You can also ask your doctor or medical provider where to turn for more information or resources. They can give you the most reliable, trustworthy source for information related to your injury and recovery. If you are researching on your own, try to keep track of where you are gathering information. This can help your doctor determine whether what you’re reading is accurate.

Finally, keep a running list of questions that pop up in between check-ins. Recovering from an injury is stressful and this will ensure that you don’t lose track of the questions you have. If something feels urgent, don’t hesitate to reach out to your doctor or their staff immediately.

Be Heard

Communication is one of the most important aspects of healthcare, so it’s important that you feel like you’re being heard. If you’re asking questions and you feel like you’re not getting an answer or you’re being misunderstood, don’t give up or stay quiet.

Remember to keep track of symptoms, medications and questions. It’s important to be specific. This can help make sure you’re having a conversation with your doctor and can better inform them about your care.

Women and people of color are especially likely to be written off in medical settings. This can lead to misdiagnosis or more complicated care later on. Trust your gut when something doesn’t feel right and make it known to your healthcare provider. You can ask them to document your requests so that there is evidence later on that you raised specific concerns.

Being your own advocate not only can lead to increased care, but it gives you, the patient, a sense of confidence and control over your treatment. In stressful medical scenarios, consider bringing somebody along who you trust that is a good listener or can take notes during the session. It can be a lot to manage a consultation or appointment, ask questions and consider treatment plans. Having somebody else with you might help give you the courage to ask questions or request more information.

Asking for a Second Opinion

It doesn’t always feel necessary, but if you’re facing a complicated injury with a long recovery, getting a second opinion might be the right thing to do. Take this as an opportunity to shop around.

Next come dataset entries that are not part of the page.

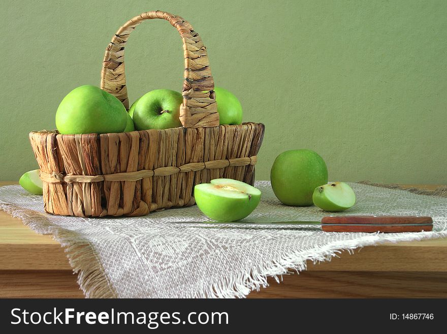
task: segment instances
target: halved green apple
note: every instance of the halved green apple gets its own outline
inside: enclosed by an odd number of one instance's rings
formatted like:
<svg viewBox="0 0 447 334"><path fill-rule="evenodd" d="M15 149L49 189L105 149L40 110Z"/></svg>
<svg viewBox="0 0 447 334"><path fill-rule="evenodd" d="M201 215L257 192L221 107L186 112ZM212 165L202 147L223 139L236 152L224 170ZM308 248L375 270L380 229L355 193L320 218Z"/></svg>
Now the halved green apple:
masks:
<svg viewBox="0 0 447 334"><path fill-rule="evenodd" d="M325 211L338 212L356 203L356 194L344 182L331 182L315 188L312 199L313 204Z"/></svg>
<svg viewBox="0 0 447 334"><path fill-rule="evenodd" d="M25 190L35 195L42 194L42 180L39 177L40 169L35 169L26 172L22 175L19 180L19 184Z"/></svg>
<svg viewBox="0 0 447 334"><path fill-rule="evenodd" d="M261 191L237 180L216 178L196 186L194 197L207 217L219 222L234 222L253 211L261 200Z"/></svg>

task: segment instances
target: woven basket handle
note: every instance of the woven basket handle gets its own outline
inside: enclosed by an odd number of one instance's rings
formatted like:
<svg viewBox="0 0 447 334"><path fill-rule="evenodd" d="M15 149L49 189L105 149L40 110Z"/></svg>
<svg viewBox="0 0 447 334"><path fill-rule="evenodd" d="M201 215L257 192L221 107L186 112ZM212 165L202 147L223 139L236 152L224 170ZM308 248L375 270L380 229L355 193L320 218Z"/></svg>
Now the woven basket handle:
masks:
<svg viewBox="0 0 447 334"><path fill-rule="evenodd" d="M152 11L143 13L127 21L112 39L106 49L101 71L101 88L116 97L126 109L129 108L124 74L124 48L131 33L145 20L163 19L177 28L183 42L185 58L183 103L180 120L185 128L219 125L214 83L206 49L189 22L180 16ZM205 92L205 93L204 93Z"/></svg>

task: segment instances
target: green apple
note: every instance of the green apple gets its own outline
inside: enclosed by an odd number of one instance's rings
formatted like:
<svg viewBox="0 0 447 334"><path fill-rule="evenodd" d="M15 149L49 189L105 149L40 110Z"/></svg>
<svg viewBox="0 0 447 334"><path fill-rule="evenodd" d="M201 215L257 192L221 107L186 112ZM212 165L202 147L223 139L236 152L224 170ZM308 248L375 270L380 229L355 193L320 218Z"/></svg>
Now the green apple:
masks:
<svg viewBox="0 0 447 334"><path fill-rule="evenodd" d="M273 192L286 205L311 205L315 187L328 183L323 158L310 149L293 149L280 154L270 171Z"/></svg>
<svg viewBox="0 0 447 334"><path fill-rule="evenodd" d="M35 169L26 172L20 177L19 184L25 190L35 195L42 194L42 180L39 177L40 169Z"/></svg>
<svg viewBox="0 0 447 334"><path fill-rule="evenodd" d="M245 218L261 200L261 191L243 182L216 178L194 187L194 197L205 216L219 222Z"/></svg>
<svg viewBox="0 0 447 334"><path fill-rule="evenodd" d="M137 99L135 102L132 103L132 105L131 105L131 107L129 108L129 111L128 113L129 114L129 115L131 115L131 117L134 117L134 110L135 109L135 106L137 105L137 103L138 102L139 100L140 100L140 99Z"/></svg>
<svg viewBox="0 0 447 334"><path fill-rule="evenodd" d="M131 117L129 113L126 113L127 114L127 123L126 124L126 128L124 129L124 132L130 132L131 131L135 131L135 127L134 126L134 121L132 119L132 117Z"/></svg>
<svg viewBox="0 0 447 334"><path fill-rule="evenodd" d="M325 211L338 212L356 203L354 191L344 182L331 182L315 188L313 204Z"/></svg>
<svg viewBox="0 0 447 334"><path fill-rule="evenodd" d="M122 132L127 113L121 102L96 86L80 86L66 96L56 112L59 133Z"/></svg>
<svg viewBox="0 0 447 334"><path fill-rule="evenodd" d="M242 122L242 106L233 94L223 88L216 87L216 102L219 113L219 124L240 124Z"/></svg>
<svg viewBox="0 0 447 334"><path fill-rule="evenodd" d="M155 89L146 93L131 107L135 129L143 130L181 127L178 117L182 102L181 94L175 90Z"/></svg>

You’ll want to find a provider that is a good fit, especially if you’re needing surgery, which can sometimes be the case with bike accidents.

Fractures and broken bones, for example, can be complex. Don’t be afraid to ask questions about their medical philosophy, treatment plans and expertise.

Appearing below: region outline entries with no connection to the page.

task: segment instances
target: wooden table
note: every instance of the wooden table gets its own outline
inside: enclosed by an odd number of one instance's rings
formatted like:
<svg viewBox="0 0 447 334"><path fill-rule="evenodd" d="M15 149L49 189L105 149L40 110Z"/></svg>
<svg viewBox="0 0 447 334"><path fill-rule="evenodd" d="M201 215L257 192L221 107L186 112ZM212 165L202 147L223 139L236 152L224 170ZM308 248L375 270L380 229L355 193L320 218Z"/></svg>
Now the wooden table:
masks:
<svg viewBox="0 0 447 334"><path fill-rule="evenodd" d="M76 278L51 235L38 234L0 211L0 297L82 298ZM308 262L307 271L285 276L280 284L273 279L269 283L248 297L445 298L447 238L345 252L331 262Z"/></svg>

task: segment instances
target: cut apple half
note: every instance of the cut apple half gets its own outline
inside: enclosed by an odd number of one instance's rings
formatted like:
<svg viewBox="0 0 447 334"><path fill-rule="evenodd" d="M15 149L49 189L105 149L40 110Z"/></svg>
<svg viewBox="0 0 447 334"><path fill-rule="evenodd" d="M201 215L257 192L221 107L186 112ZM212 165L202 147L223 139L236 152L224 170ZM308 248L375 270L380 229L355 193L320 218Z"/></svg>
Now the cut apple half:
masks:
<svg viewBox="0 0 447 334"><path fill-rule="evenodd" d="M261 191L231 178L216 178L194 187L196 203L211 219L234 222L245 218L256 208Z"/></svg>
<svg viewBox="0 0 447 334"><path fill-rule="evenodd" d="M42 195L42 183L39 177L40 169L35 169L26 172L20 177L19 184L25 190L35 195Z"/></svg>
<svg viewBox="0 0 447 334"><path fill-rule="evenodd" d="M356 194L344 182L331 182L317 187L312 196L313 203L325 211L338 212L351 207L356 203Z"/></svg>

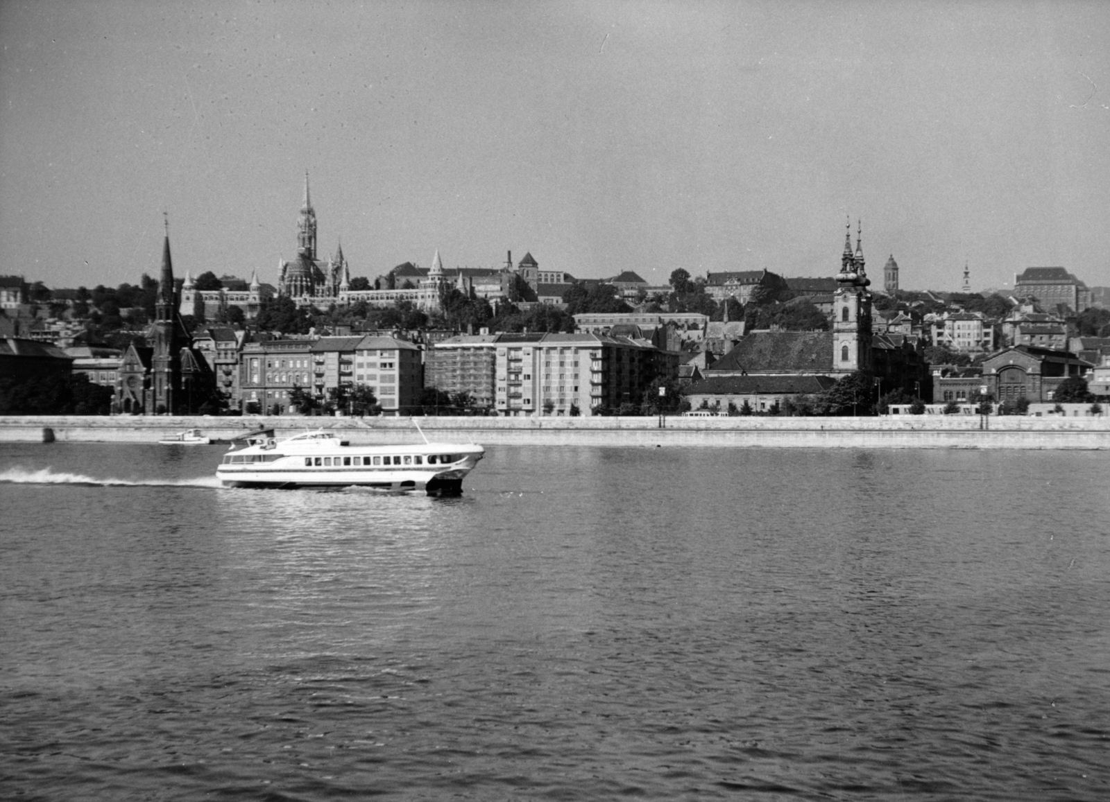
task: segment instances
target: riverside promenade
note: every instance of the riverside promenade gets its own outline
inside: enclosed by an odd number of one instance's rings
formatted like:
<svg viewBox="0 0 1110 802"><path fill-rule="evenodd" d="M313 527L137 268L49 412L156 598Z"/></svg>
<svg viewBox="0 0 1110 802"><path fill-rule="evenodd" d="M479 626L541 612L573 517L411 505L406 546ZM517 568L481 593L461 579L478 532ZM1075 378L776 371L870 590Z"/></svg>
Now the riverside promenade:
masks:
<svg viewBox="0 0 1110 802"><path fill-rule="evenodd" d="M1110 449L1110 417L905 415L886 417L497 418L301 416L0 417L0 443L158 443L199 428L219 440L274 429L342 432L352 443L428 439L527 446L713 446L735 448L1025 448Z"/></svg>

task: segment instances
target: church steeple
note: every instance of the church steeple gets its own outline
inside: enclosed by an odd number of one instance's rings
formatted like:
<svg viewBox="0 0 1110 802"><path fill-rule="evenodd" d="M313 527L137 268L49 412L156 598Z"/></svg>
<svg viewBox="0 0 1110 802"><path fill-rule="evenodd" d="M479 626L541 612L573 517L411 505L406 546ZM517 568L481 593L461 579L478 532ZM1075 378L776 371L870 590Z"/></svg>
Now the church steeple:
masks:
<svg viewBox="0 0 1110 802"><path fill-rule="evenodd" d="M297 252L311 260L316 258L316 212L309 195L309 171L304 171L304 203L296 222Z"/></svg>
<svg viewBox="0 0 1110 802"><path fill-rule="evenodd" d="M859 226L856 230L856 272L860 275L866 275L867 271L864 268L864 221L857 220L856 224ZM870 284L870 282L868 282Z"/></svg>
<svg viewBox="0 0 1110 802"><path fill-rule="evenodd" d="M151 373L153 386L148 390L145 412L161 415L176 412L178 392L181 388L181 342L178 339L176 304L173 303L173 262L170 260L170 221L165 221L162 241L162 272L158 280L154 300L154 324L151 327L153 355Z"/></svg>

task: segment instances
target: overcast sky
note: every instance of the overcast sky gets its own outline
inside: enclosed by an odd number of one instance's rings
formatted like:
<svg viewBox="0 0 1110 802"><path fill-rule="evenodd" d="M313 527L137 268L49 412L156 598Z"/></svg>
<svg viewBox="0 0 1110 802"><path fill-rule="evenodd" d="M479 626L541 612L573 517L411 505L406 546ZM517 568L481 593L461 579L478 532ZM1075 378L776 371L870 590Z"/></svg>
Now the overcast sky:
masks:
<svg viewBox="0 0 1110 802"><path fill-rule="evenodd" d="M0 0L0 273L1110 285L1110 2ZM1003 284L1008 283L1008 284Z"/></svg>

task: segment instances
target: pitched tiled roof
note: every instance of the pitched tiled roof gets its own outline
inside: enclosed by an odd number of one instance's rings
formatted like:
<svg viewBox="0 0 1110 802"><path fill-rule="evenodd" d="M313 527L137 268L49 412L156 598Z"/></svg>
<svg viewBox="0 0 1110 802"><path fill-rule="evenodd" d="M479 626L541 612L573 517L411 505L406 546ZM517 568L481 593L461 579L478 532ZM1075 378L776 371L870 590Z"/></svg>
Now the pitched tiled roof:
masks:
<svg viewBox="0 0 1110 802"><path fill-rule="evenodd" d="M835 293L836 278L787 278L786 286L796 293Z"/></svg>
<svg viewBox="0 0 1110 802"><path fill-rule="evenodd" d="M744 337L715 363L715 370L797 370L819 373L833 369L831 332L758 332Z"/></svg>
<svg viewBox="0 0 1110 802"><path fill-rule="evenodd" d="M574 284L537 284L536 296L544 298L562 298L566 291L573 286Z"/></svg>
<svg viewBox="0 0 1110 802"><path fill-rule="evenodd" d="M716 395L824 393L835 384L836 379L831 376L710 376L684 387L683 393L686 395L694 393L713 393Z"/></svg>
<svg viewBox="0 0 1110 802"><path fill-rule="evenodd" d="M758 284L764 271L727 271L725 273L706 273L706 286L720 286L728 282L738 284Z"/></svg>
<svg viewBox="0 0 1110 802"><path fill-rule="evenodd" d="M1086 286L1081 281L1071 275L1063 267L1026 267L1026 272L1018 276L1018 282L1051 283L1051 284L1078 284Z"/></svg>
<svg viewBox="0 0 1110 802"><path fill-rule="evenodd" d="M26 356L31 358L49 358L72 361L64 351L52 343L40 343L37 339L20 339L7 337L0 339L0 354L4 356Z"/></svg>
<svg viewBox="0 0 1110 802"><path fill-rule="evenodd" d="M382 351L382 349L393 349L400 348L402 351L420 351L420 346L410 343L407 339L398 339L397 337L383 337L377 334L367 334L364 337L335 337L335 339L353 339L354 345L350 348L344 348L344 351ZM315 351L315 348L313 348Z"/></svg>

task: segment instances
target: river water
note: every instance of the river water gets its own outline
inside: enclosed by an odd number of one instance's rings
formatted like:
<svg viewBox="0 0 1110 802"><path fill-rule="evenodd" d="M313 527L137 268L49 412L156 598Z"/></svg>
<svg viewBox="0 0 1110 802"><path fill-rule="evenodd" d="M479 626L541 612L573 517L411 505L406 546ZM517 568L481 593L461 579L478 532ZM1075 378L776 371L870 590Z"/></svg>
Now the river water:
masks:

It might feel silly to ask a doctor about something basic, but it will give you peace of mind that they are the right fit.

Know Your Insurance

Understanding the basics of your health coverage can be a major help to advocating for yourself in a complicated system.

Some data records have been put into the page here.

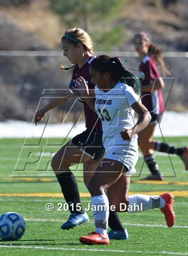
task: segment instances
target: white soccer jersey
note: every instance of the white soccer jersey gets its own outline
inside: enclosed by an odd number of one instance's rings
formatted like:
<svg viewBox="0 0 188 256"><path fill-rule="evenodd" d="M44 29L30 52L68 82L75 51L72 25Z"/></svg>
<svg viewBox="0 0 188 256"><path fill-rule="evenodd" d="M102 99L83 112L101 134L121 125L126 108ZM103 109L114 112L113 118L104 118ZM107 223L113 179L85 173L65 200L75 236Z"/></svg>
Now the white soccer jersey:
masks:
<svg viewBox="0 0 188 256"><path fill-rule="evenodd" d="M139 100L140 97L131 86L121 82L107 92L95 86L95 111L103 125L103 143L105 149L113 145L129 144L120 133L134 126L134 111L131 105ZM137 144L137 135L131 140L132 144Z"/></svg>

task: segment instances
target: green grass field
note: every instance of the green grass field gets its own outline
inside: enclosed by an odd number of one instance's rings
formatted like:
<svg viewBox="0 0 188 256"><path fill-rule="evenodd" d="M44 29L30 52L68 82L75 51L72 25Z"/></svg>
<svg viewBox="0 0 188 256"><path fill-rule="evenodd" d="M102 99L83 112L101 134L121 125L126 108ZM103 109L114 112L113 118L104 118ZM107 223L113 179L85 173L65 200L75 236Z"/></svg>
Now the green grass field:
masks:
<svg viewBox="0 0 188 256"><path fill-rule="evenodd" d="M145 165L141 168L143 160L141 155L136 166L137 173L132 176L130 189L132 193L151 194L152 192L153 194L157 194L171 191L175 196L174 210L176 216L173 228L166 226L164 216L158 209L132 214L120 213L119 216L128 229L129 239L111 240L108 246L90 246L80 244L78 239L94 229L91 211L88 212L89 223L68 231L60 229L69 212L57 211L58 204L63 203L64 200L61 197L60 186L49 167L51 153L60 148L60 140L30 139L20 158L24 139L0 140L0 214L8 211L18 212L26 224L26 234L20 240L0 241L1 255L188 255L188 172L184 170L179 157L173 155L170 158L168 155L157 153L164 181L138 182L149 173ZM166 138L165 141L179 147L187 144L186 138L182 137ZM38 160L41 152L39 162ZM28 163L25 166L26 162ZM83 182L81 165L79 171L77 168L74 166L72 169L77 177L80 192L88 193ZM88 194L81 197L81 201L84 208L87 207L90 202ZM54 204L52 211L46 209L48 202Z"/></svg>

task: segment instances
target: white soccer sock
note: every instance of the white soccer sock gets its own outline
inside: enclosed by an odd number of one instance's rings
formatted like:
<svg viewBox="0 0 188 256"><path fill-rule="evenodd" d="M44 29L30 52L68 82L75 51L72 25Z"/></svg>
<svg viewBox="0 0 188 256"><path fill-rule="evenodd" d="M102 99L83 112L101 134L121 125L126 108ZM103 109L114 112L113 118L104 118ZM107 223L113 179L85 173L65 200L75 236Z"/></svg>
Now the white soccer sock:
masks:
<svg viewBox="0 0 188 256"><path fill-rule="evenodd" d="M91 198L91 207L95 224L95 232L105 236L107 234L109 216L109 203L106 195L96 196Z"/></svg>
<svg viewBox="0 0 188 256"><path fill-rule="evenodd" d="M163 208L166 203L165 200L160 196L132 195L128 197L128 199L129 213L154 208Z"/></svg>

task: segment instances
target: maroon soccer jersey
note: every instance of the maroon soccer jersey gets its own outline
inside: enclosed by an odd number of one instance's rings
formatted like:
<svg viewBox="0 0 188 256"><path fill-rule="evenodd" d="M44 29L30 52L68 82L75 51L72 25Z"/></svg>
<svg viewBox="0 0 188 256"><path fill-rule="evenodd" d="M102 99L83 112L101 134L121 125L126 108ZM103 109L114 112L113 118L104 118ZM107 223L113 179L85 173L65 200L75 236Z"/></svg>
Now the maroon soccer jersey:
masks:
<svg viewBox="0 0 188 256"><path fill-rule="evenodd" d="M94 89L95 85L91 83L91 76L90 73L90 66L92 60L95 58L95 56L92 56L90 59L80 69L77 65L76 65L73 70L72 80L69 85L69 87L72 88L74 86L73 80L76 80L80 76L82 76L85 80L89 89ZM84 106L84 112L85 117L85 127L86 128L94 127L102 130L102 123L100 118L97 114L93 111L89 106L83 101Z"/></svg>
<svg viewBox="0 0 188 256"><path fill-rule="evenodd" d="M154 59L149 54L145 56L139 66L139 69L145 75L145 78L141 82L144 89L145 85L153 85L156 77L160 77ZM142 92L141 101L151 114L161 114L164 110L164 105L162 91L155 90L152 93Z"/></svg>

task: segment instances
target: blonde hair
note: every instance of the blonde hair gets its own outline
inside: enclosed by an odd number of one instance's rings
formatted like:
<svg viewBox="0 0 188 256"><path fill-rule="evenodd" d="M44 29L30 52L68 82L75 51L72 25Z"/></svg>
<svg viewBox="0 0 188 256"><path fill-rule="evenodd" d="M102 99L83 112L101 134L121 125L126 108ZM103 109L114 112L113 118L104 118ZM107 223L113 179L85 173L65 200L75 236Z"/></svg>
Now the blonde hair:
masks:
<svg viewBox="0 0 188 256"><path fill-rule="evenodd" d="M146 32L142 31L135 35L134 38L136 36L140 36L142 39L145 40L147 43L150 44L150 46L148 48L148 54L151 56L156 61L157 64L159 64L161 67L162 74L170 75L171 72L168 70L165 66L162 56L162 48L161 46L158 46L154 45L151 41L151 38L150 35Z"/></svg>
<svg viewBox="0 0 188 256"><path fill-rule="evenodd" d="M78 43L81 44L85 50L90 54L94 54L93 43L91 37L81 28L71 28L68 29L62 36L63 40L68 40L69 43L76 45Z"/></svg>

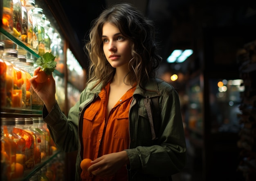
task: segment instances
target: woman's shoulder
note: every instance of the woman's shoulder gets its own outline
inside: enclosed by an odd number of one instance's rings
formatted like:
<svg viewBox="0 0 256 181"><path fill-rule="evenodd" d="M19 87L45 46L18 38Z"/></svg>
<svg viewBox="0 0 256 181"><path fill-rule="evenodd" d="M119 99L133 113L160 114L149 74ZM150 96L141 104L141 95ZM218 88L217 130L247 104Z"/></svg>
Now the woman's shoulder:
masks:
<svg viewBox="0 0 256 181"><path fill-rule="evenodd" d="M160 92L161 90L165 89L174 90L174 87L170 83L158 78L154 79L158 87L158 90Z"/></svg>

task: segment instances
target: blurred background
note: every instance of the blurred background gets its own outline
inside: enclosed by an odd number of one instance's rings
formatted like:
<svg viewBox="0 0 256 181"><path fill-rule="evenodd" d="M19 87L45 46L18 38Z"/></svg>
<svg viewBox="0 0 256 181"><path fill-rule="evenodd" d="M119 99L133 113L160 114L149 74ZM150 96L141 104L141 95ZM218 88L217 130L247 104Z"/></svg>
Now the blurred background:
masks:
<svg viewBox="0 0 256 181"><path fill-rule="evenodd" d="M83 47L92 21L120 2L154 21L163 58L157 76L180 96L187 162L173 180L256 180L255 1L36 0L35 7L50 22L62 111L67 114L84 88L88 64ZM9 42L11 48L20 47L28 59L40 56L11 33L1 29L1 33L6 47ZM41 114L28 111L1 107L1 117ZM64 155L65 180L74 178L76 154Z"/></svg>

Knowing basic terms is a great start. The more you know about your policy and what you have access to will help you avoid exorbitant medical bills or surprise costs. If something doesn’t make sense about your charges, ask questions and request a breakdown of the bill. It’s possible that there is a mistake or you’re being overcharged by the provider or hospital.

Ask Your Lawyer for Help

If your injuries were significant enough that hiring a lawyer makes sense, ask your lawyer if you need advice or support in being your own health care advocate. An experienced bicycle accident lawyer will be familiar with the types of injuries often caused in a bike crash, the common misdiagnoses or complications, and the ins and outs of the major healthcare providers in your area. Your personal injury lawyer should never direct your treatment, of course, but they can help you navigate the healthcare system.